EL NACEDERO DEL AGUISEJO

Por los Reyes, lo notan los bueyes;…”. El viejo refrán, sentencioso como pocos, alerta del modo en que, según avanza el calendario, la luz va ganando minutos a la oscuridad. Desde el solsticio de invierno, la distancia temporal entre orto y ocaso ha ido aumentando a razón de más de un minuto por día. Son quince los días transcurridos entre el solsticio y la Epifanía, y el refranero concede a los animales la capacidad de advertir los casi veinte minutos ganados a las tinieblas. Al hombre, el más torpe de los animales en un escenario natural, le otorga dicha capacidad cuando han pasado treinta días desde el solsticio, dando remate al refrán: “… y por San Sebastián, el gañan.” El caminante, justo en el miércoles intermedio entre los de la Epifanía y San Sebastián, con la luz vespertina en inexorable progresión, se propone saldar una vieja deuda con el manadero del río Aguisejo.

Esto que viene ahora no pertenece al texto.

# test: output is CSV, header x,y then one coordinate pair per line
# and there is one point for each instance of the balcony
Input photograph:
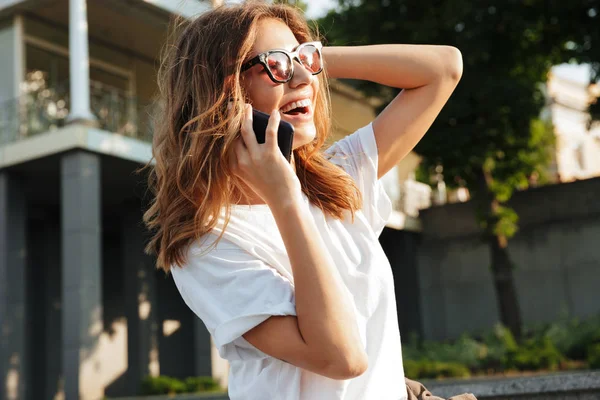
x,y
44,108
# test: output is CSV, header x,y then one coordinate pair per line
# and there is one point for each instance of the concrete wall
x,y
10,49
556,254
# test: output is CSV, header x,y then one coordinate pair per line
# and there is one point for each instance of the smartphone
x,y
285,134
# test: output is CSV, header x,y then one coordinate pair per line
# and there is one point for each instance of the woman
x,y
280,259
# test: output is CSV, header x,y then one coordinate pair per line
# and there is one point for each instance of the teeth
x,y
295,104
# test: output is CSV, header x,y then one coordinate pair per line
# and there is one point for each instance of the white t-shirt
x,y
248,277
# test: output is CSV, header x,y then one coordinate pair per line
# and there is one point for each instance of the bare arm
x,y
323,337
428,75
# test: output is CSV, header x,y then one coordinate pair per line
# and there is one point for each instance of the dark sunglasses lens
x,y
311,58
280,66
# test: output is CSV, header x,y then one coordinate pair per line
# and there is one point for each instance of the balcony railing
x,y
43,109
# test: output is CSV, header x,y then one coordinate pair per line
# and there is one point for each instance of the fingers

La roncadera de la máquina infernal, con la que no contó en las últimas salidas, parece sonar de forma distinta. ¿De júbilo por la andanza? ¿De hastío por el madrugón? Dada su condición inanimada, es seguro que nunca se sabrá, pero… suena diferente. Antes de la amanecida, con una temperatura más consonante con el invierno que las sufridas hasta ahora, el caminante pone rumbo hacia la lejana Sierra de Pela, lugar donde convergen las provincias de Guadalajara, Segovia y Soria.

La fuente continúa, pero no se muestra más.